Global cooperation is proving more adaptable than many expected, even as geopolitical tensions continue to strain traditional multilateral institutions. According to the World Economic Forum’s Global Cooperation Barometer 2026, cooperation has not collapsed under pressure but is instead changing shape, with smaller, more flexible coalitions increasingly filling the gaps left by weakening global frameworks.
Developed in collaboration with McKinsey & Company, the Barometer draws on 41 indicators to measure cooperation across five areas: trade and capital; innovation and technology; climate and natural capital; health and wellness; and peace and security.
The findings show that overall cooperation levels have remained broadly stable in recent years, but they remain insufficient to meet mounting economic, environmental and security challenges.
Rather than large multilateral agreements, progress is increasingly driven by narrower groupings of countries, and in some cases companies, aligned around shared interests. This shift has been most evident in climate policy and technology, where cooperation has grown despite political headwinds.

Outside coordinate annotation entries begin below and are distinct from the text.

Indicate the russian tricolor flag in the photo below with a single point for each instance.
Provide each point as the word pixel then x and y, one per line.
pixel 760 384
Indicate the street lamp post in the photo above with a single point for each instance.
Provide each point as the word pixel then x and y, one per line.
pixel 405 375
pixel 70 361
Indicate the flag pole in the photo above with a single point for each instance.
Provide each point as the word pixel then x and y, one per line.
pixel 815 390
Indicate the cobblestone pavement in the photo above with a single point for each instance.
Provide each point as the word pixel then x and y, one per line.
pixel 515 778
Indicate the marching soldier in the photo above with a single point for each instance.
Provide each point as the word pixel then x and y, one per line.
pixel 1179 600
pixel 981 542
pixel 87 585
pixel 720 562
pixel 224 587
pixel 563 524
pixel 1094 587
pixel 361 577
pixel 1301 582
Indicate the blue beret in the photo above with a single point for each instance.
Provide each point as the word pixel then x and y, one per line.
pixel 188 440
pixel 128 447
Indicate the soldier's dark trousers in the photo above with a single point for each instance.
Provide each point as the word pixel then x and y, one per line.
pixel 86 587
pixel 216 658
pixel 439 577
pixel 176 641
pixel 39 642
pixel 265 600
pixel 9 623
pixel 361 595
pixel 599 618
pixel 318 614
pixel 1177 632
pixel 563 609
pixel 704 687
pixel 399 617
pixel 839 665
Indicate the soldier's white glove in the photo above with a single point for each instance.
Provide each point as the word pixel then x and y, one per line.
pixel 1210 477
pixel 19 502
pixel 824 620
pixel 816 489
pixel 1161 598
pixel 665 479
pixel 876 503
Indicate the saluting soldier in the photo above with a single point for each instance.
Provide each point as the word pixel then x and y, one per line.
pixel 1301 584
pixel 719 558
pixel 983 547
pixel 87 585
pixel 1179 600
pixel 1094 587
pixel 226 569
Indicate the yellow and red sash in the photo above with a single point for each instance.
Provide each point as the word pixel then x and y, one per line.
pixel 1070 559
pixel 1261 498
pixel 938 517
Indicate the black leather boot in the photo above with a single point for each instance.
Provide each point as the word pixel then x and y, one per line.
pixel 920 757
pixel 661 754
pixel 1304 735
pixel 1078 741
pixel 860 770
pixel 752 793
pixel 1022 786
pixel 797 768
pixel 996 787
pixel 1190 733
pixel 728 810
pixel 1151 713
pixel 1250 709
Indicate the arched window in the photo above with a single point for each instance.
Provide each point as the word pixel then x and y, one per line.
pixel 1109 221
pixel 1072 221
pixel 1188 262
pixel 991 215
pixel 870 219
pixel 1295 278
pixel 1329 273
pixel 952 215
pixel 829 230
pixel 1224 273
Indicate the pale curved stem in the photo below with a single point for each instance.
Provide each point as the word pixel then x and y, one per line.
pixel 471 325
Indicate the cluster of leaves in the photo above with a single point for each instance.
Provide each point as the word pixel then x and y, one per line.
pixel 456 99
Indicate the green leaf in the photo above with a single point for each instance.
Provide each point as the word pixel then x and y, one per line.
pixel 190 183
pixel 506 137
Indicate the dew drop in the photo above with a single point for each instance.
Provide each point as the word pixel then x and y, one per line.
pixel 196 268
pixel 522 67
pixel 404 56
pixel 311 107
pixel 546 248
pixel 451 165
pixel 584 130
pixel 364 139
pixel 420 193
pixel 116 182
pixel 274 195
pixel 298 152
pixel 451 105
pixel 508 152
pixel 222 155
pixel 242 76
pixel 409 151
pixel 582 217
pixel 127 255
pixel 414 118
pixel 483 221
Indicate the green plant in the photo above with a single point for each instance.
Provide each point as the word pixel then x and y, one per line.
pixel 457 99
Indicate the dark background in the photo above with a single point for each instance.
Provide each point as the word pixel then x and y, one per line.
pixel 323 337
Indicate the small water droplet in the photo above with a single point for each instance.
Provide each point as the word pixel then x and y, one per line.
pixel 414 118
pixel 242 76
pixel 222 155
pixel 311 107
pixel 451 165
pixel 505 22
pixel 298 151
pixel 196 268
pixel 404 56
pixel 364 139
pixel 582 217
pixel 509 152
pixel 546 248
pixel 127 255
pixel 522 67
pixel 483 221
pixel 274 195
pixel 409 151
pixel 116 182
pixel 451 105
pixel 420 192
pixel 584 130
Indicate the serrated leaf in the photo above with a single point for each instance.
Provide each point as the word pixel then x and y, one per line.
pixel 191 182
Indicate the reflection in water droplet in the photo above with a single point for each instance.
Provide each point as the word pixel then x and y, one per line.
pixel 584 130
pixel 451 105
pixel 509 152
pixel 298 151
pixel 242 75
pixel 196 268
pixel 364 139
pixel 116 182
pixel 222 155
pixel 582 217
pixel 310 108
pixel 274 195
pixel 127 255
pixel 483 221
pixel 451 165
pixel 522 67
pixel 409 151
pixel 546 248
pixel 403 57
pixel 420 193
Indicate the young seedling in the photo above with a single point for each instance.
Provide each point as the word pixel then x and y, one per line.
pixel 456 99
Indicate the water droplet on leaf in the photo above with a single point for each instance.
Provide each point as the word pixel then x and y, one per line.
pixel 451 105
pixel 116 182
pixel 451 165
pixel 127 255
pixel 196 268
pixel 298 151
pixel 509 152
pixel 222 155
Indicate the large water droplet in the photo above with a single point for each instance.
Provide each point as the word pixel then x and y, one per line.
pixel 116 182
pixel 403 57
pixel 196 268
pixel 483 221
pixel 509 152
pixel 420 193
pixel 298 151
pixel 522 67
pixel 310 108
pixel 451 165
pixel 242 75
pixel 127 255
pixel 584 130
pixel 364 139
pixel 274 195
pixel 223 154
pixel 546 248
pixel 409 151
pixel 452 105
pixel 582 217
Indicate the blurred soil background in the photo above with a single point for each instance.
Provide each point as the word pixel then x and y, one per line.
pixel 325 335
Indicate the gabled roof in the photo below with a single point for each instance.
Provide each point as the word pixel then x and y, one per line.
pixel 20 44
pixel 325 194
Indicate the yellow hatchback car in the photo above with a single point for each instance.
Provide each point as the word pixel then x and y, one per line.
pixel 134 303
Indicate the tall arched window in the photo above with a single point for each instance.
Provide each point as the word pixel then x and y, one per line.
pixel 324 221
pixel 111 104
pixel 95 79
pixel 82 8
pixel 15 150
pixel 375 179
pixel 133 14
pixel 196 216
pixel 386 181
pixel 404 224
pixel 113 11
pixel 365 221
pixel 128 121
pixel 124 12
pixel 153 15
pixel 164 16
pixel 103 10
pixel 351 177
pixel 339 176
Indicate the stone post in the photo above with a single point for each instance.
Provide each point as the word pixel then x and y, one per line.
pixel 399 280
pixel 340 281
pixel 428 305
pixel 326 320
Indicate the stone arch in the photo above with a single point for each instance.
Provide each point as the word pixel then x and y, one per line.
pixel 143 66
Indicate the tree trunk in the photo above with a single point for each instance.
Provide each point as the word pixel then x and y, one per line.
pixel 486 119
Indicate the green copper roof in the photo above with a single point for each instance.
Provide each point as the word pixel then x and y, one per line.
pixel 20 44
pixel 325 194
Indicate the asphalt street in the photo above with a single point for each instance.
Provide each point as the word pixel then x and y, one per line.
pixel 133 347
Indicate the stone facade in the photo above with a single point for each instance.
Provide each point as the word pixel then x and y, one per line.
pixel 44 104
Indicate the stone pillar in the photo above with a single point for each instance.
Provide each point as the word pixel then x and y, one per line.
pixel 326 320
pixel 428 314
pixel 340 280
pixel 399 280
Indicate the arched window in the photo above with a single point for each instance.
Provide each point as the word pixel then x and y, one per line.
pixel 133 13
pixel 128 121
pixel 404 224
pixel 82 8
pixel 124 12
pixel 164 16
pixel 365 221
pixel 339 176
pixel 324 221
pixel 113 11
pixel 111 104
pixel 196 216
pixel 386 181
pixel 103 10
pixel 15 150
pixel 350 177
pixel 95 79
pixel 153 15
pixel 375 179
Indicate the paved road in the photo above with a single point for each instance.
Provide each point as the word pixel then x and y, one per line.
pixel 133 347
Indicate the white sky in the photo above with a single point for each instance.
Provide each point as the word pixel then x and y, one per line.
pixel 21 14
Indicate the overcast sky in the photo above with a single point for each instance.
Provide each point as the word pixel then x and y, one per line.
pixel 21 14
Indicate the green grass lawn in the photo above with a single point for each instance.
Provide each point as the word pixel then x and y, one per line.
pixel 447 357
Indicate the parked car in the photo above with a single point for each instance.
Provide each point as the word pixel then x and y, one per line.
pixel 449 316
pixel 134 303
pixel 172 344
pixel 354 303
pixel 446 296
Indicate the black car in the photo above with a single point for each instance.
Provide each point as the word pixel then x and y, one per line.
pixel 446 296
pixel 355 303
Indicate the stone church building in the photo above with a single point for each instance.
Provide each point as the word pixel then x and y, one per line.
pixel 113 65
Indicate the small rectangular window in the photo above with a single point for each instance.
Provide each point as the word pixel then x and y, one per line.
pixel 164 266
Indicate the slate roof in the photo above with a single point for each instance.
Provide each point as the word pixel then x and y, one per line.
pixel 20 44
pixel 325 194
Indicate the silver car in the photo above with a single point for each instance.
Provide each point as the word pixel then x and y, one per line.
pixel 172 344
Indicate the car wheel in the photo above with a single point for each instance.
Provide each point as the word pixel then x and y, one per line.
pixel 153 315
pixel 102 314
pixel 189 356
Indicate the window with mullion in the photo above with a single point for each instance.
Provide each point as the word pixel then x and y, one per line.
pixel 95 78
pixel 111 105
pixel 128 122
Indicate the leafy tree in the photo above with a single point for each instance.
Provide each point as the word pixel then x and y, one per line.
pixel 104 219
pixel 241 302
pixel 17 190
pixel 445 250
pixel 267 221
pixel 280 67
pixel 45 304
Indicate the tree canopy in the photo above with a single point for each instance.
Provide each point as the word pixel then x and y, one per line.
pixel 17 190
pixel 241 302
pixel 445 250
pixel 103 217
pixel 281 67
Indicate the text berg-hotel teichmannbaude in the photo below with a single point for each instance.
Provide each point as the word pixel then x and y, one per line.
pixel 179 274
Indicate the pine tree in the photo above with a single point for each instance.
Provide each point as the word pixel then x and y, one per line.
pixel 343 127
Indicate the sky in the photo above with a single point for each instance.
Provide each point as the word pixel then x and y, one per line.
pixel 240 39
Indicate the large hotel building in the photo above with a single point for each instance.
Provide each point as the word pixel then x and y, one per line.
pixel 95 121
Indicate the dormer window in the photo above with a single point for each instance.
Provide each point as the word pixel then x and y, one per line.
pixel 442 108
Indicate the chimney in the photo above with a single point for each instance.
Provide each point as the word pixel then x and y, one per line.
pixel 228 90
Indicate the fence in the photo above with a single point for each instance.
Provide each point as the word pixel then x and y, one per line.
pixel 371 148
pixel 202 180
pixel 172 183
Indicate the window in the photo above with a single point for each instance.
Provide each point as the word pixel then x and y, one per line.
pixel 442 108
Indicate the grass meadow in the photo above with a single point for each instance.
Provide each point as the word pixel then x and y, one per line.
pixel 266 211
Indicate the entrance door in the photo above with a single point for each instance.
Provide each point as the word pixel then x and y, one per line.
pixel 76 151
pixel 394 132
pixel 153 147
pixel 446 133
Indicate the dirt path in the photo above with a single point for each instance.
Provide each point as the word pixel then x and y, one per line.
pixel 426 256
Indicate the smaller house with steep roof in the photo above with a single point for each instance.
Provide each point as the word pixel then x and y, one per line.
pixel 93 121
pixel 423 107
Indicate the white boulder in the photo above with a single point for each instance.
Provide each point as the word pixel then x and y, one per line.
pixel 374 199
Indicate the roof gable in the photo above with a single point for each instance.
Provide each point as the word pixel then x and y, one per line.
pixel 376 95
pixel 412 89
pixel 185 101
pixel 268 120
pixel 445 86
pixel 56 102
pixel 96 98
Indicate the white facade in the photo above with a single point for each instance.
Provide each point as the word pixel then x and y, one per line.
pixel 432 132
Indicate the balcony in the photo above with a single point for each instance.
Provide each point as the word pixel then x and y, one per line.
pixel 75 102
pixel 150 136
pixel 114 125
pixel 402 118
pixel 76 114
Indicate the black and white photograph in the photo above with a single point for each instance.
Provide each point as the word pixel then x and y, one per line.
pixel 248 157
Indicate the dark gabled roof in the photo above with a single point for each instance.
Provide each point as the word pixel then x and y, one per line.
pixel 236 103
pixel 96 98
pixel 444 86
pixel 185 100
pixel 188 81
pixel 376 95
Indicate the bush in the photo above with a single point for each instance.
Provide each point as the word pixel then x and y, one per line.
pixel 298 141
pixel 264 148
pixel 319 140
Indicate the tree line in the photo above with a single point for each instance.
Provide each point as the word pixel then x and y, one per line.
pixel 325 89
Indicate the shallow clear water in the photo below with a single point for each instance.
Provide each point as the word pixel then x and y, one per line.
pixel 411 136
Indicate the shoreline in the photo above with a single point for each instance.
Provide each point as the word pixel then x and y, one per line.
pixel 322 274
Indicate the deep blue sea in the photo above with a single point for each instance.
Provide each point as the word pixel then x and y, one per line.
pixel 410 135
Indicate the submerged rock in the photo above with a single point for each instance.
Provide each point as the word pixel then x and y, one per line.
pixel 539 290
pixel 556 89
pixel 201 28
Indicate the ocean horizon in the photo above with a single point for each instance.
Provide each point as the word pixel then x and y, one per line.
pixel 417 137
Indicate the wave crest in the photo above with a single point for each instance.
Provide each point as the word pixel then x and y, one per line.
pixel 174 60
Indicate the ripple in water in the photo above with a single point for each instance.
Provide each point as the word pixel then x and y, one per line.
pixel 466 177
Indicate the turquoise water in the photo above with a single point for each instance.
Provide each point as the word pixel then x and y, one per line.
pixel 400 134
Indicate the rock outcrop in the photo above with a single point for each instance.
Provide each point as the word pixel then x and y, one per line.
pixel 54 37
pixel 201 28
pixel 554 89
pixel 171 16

In contrast, health and trade have largely stagnated, while cooperation on peace and security has deteriorated sharply.

Børge Brende, President and CEO of the World Economic Forum, said the data reflects resilience in a volatile era. He noted that cooperation today looks different from the past, but remains essential to managing economic growth, technological change and systemic risk. Bob Sternfels, Global Managing Partner at McKinsey & Company, echoed this view, arguing that leaders are increasingly reimagining cross-border collaboration in ways that continue to deliver results despite deepening global divisions.
Trade
The Barometer shows trade and capital cooperation flattening, though remaining above pre-2019 levels. Goods trade has continued to grow, albeit more slowly than the global economy, with flows increasingly concentrated among politically aligned partners. Services trade and certain capital flows have shown stronger momentum, particularly where they support domestic resilience. As the multilateral trade system faces rising barriers, initiatives such as the Future of Investment and Trade Partnership illustrate how smaller coalitions are stepping in.
Tech
In innovation and technology, cooperation has strengthened even as controls on sensitive technologies have tightened, especially between the United States and China. International data capacity has expanded dramatically, with global bandwidth now four times its pre-pandemic level, while IT services and talent flows continue to rise. At the same time, new cooperation formats are emerging among aligned countries around artificial intelligence, 5G infrastructure and other strategic technologies.
Sustainable Climate Action
Climate and natural capital cooperation has also increased, though progress remains well short of global targets. Clean technology deployment reached record levels by mid-2025, driven by increased financing and integrated supply chains. China accounted for roughly two-thirds of new global capacity in solar, wind and electric vehicles, but other developing economies also increased their contributions. As multilateral climate negotiations become more difficult, regional groupings such as the European Union and ASEAN are linking decarbonisation efforts more closely with energy security.
Health
Health and wellness cooperation has held steady on the surface, supported by continued improvements in post-pandemic health outcomes. Beneath this stability, however, the Barometer identifies growing fragility. Funding pressures on multilateral institutions have sharply reduced development assistance for health, particularly affecting low- and middle-income countries, with further tightening recorded in 2025.
Global Security
The most severe deterioration is in peace and security. Every metric in this pillar has fallen below pre-COVID-19 levels, reflecting escalating conflicts, rising military spending and the limited effectiveness of multilateral mechanisms in de-escalating crises. By the end of 2024, the number of forcibly displaced people worldwide had reached a record 123 million. Despite this decline in security, the report suggests that mounting pressures may ultimately spur new forms of cooperation, including regional peacekeeping initiatives.
Global Cooperation Barometer 2026
First launched in 2024, the Global Cooperation Barometer tracks trends from 2012 to 2025, indexed to 2020 to capture pandemic-era shifts. It combines measures of concrete cooperative activity, such as trade flows and intellectual property exchanges, with broader outcome indicators including emissions reductions and life expectancy. The 2026 edition incorporates partial and projected data for 2025, alongside surveys of around 800 executives and 170 experts linked to the World Economic Forum’s Global Future Councils.
The report concludes that global cooperation is not disappearing but being rewritten. Rebuilding effective dialogue, supported by new institutional structures and partnerships across public and private actors, will be essential if evolving forms of cooperation are to address the scale of challenges ahead.
The World Economic Forum’s 56th Annual Meeting, will convene on 19-23 January 2026 in Davos-Klosters, Switzerland.